Edaravone Ameliorates Renal Warm Ischemia-Reperfusion Injury by Downregulating Endoplasmic Reticulum Stress in a Rat Resuscitation Model

This study was conducted to explore whether the effect of edaravone (5-methyl-2-phenyl-2,4-dihydro-3H-pyrazol3-one, EDR) can ameliorate renal warm ischemia-reperfusion injury (IRI) by modulating endoplasmic reticulum stress (ERS) and its downstream effector after cardiac arrest (CA) and cardiopulmonary resuscitation (CPR) in a rat model.

In conclusion, we found that EDR ameliorates renal warm IRI by downregulating ERS and its downstream effectors in a rat AKI model evoked by CA/CPR. These data may provide evidence for future therapeutic benefits of EDR against AKI induced by CA/CPR.

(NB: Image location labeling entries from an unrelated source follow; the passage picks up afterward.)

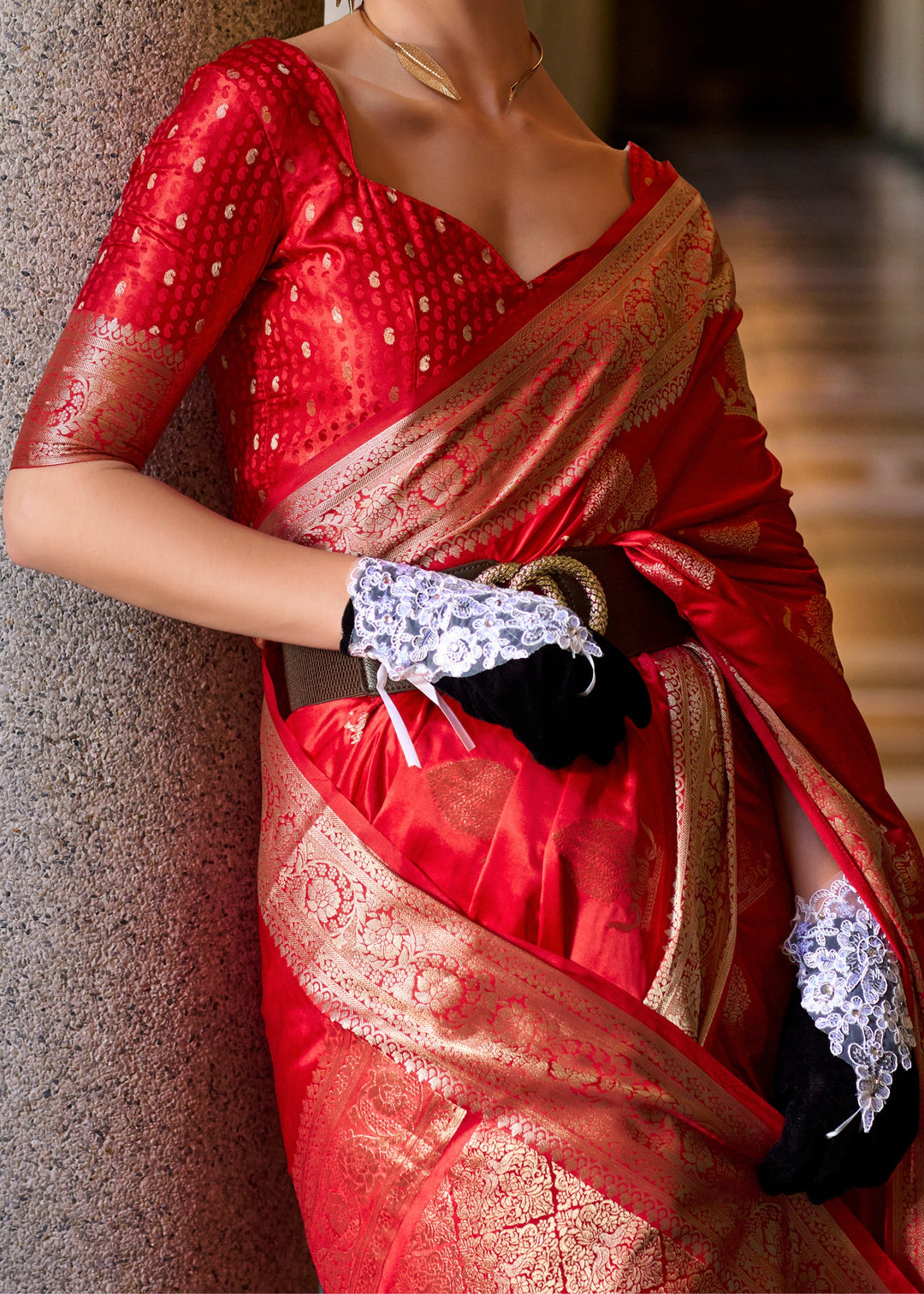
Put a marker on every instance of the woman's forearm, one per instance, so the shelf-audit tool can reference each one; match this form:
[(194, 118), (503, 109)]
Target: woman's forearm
[(105, 525)]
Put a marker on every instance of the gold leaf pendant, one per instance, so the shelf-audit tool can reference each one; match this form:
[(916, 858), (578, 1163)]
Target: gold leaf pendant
[(426, 70)]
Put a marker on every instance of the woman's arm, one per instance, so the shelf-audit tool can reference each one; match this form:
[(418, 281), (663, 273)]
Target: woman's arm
[(104, 525), (812, 864)]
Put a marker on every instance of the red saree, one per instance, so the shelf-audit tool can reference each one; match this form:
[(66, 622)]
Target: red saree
[(522, 1021)]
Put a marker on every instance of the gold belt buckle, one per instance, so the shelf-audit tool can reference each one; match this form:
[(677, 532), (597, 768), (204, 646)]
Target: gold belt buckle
[(542, 573)]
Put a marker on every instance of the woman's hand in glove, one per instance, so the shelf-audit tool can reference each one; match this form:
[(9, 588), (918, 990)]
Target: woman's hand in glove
[(542, 699), (817, 1092), (510, 657), (845, 1073)]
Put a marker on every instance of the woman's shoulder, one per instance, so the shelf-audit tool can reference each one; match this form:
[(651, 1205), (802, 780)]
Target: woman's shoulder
[(275, 79)]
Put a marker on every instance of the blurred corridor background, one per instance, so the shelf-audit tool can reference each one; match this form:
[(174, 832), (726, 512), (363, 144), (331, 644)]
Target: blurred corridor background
[(804, 128), (143, 1149)]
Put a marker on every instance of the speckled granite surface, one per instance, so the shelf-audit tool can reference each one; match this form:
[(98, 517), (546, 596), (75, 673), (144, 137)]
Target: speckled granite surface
[(140, 1148)]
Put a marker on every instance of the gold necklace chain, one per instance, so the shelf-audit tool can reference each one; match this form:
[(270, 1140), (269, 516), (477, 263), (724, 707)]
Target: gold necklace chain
[(424, 68)]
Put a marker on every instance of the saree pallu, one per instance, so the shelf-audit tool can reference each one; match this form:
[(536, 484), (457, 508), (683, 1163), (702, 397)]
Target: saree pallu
[(523, 1023)]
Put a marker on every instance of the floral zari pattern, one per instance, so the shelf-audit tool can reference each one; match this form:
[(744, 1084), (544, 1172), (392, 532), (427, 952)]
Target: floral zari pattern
[(540, 1059)]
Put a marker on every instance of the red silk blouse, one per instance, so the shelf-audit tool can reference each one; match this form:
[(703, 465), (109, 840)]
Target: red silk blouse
[(247, 240)]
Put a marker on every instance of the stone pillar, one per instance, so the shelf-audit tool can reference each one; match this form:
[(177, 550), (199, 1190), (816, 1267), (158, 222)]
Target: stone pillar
[(894, 70), (141, 1147)]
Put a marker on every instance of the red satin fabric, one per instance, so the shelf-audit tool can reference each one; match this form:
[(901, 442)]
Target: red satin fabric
[(246, 240)]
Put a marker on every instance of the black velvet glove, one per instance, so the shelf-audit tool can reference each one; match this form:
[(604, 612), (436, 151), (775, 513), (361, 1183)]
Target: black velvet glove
[(817, 1091), (539, 700)]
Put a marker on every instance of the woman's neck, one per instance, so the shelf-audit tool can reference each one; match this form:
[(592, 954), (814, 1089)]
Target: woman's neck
[(483, 45)]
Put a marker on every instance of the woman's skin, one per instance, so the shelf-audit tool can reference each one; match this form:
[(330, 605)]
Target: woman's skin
[(535, 181)]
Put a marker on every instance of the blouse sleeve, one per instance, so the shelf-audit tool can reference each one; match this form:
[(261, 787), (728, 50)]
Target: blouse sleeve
[(198, 220)]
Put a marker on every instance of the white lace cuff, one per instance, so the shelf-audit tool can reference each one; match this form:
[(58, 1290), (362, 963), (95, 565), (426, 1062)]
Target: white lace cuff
[(424, 626), (850, 985)]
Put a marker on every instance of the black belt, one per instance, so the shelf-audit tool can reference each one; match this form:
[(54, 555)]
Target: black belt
[(641, 619)]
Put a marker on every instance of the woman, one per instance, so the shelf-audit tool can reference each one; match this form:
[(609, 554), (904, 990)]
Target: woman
[(524, 986)]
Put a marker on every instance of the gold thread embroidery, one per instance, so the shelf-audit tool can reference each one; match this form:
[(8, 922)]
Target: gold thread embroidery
[(690, 981), (566, 404)]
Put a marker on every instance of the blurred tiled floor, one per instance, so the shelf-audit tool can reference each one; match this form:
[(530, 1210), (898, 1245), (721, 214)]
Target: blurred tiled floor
[(827, 240)]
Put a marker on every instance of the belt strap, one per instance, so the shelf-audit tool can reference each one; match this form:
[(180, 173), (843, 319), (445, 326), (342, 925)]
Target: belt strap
[(643, 619)]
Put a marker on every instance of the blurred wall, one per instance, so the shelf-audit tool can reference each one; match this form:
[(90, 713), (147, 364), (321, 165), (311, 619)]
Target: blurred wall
[(140, 1142), (894, 68), (580, 55)]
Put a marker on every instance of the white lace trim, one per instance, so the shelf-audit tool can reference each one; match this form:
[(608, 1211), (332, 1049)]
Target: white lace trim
[(850, 985), (424, 626)]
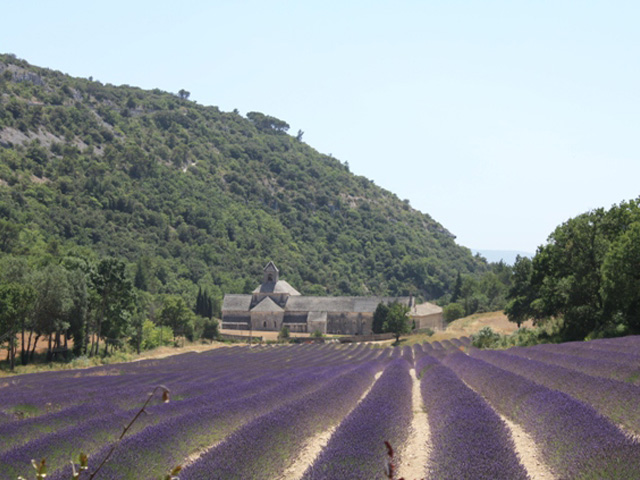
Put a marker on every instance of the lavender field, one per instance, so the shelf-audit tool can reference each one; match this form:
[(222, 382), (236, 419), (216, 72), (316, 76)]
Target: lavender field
[(316, 412)]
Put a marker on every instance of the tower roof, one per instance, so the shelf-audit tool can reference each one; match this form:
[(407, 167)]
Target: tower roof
[(267, 305), (271, 266), (276, 287)]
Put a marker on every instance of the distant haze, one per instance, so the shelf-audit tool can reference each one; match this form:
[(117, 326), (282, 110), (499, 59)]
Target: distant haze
[(507, 256), (501, 120)]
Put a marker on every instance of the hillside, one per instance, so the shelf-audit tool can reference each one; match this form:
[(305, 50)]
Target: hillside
[(189, 195)]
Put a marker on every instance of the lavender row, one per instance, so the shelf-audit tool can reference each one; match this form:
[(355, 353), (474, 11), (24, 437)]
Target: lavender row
[(100, 431), (57, 392), (276, 438), (356, 448), (157, 448), (600, 367), (616, 400), (596, 352), (469, 440), (574, 440)]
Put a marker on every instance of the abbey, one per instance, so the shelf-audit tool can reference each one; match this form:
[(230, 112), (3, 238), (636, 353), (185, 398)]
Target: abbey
[(275, 303)]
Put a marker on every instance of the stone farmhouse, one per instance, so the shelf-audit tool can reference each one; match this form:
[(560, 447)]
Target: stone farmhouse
[(275, 303)]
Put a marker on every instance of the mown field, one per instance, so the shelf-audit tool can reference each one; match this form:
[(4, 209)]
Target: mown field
[(323, 412)]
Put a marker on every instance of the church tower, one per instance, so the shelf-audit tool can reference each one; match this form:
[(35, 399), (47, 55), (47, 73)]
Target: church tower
[(270, 274)]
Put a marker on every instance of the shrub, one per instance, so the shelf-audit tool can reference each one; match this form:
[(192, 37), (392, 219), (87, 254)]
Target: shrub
[(452, 312), (485, 338), (154, 336), (284, 332)]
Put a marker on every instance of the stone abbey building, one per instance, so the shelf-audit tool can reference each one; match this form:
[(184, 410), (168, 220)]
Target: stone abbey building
[(275, 303)]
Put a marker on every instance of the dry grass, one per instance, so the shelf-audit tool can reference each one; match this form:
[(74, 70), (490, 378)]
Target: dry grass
[(118, 357), (467, 326)]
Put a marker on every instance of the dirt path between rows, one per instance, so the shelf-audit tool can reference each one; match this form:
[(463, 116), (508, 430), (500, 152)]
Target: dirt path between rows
[(415, 453), (315, 445), (528, 452)]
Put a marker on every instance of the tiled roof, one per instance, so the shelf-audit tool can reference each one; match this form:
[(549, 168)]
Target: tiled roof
[(278, 287), (267, 305), (425, 308), (236, 303), (339, 304)]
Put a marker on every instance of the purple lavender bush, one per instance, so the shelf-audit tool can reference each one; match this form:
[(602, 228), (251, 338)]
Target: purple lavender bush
[(469, 440), (575, 441), (356, 450)]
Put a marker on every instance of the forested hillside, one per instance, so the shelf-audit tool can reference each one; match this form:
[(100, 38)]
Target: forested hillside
[(587, 276), (188, 196)]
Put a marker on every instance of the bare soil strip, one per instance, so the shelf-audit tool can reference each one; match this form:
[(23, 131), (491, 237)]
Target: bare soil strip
[(631, 435), (528, 452), (314, 446), (526, 449), (414, 455)]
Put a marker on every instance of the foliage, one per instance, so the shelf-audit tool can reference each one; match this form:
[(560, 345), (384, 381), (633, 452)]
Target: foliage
[(587, 275), (176, 315), (155, 336), (452, 312), (486, 337), (397, 320), (191, 198), (379, 317), (284, 332)]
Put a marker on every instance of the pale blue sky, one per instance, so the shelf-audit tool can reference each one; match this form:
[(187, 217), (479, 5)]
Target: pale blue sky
[(501, 119)]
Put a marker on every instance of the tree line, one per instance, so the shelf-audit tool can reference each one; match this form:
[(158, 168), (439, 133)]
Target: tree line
[(586, 277), (89, 307)]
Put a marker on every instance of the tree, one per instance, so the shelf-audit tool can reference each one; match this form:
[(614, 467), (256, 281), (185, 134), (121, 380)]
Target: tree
[(398, 321), (518, 308), (379, 317), (621, 279), (452, 312), (15, 305), (176, 315), (457, 289), (115, 298), (266, 123), (52, 304)]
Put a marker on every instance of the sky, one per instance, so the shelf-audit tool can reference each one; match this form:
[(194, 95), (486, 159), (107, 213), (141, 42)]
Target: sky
[(500, 119)]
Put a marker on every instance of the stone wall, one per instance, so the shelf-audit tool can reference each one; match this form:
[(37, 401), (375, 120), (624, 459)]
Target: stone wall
[(434, 321), (351, 323), (271, 321)]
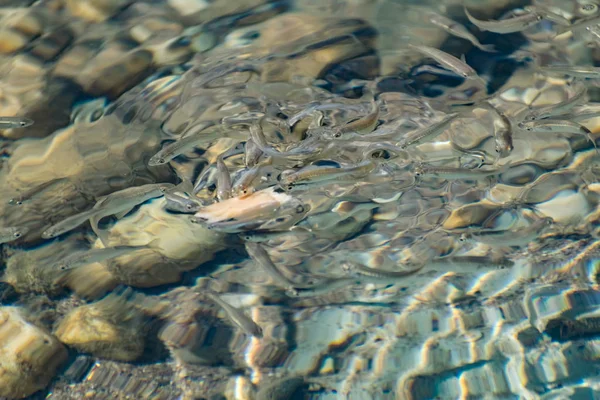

The rats (n=10) experienced anaesthesia and intubation followed by no CA inducement were defined as the Sham group. Transoesophageal alternating current stimulation was employed to establish 8 min of CA followed by conventional CPR for a resuscitation model. The rats with successful restoration of spontaneous circulation (ROSC) randomly received EDR (3 mg/kg, EDR group, n=10) or equal volume normal saline solution (the NS group, n=10). At 24 hr after ROSC, serum creatinine (SCR), blood urea nitrogen (BUN) levels, and cystatin-C (Cys-C) levels were determined and the protein level of glucose-regulated protein (GRP78), C/EBP homologous protein (CHOP), extracellular signal-regulated kinase (ERK), phosphorylated extracellular signal-regulated kinase 1/2 (p-ERK1/2), Bax/Bcl-2, and caspase-3 were detected by Western blot method.

At 24 hrs after ROSC, SCR, BUN and Cys-C were obviously increased and the proteins expression, including GRP78, CHOP and p-ERK1/2, cleaved-caspase 3 Bax/Bcl-2 ratio, were significantly upregulated in the NS group compared with the Sham group (p<0.05). The remarkable improvement of these adverse outcomes was observed in the EDR group (p<0.05).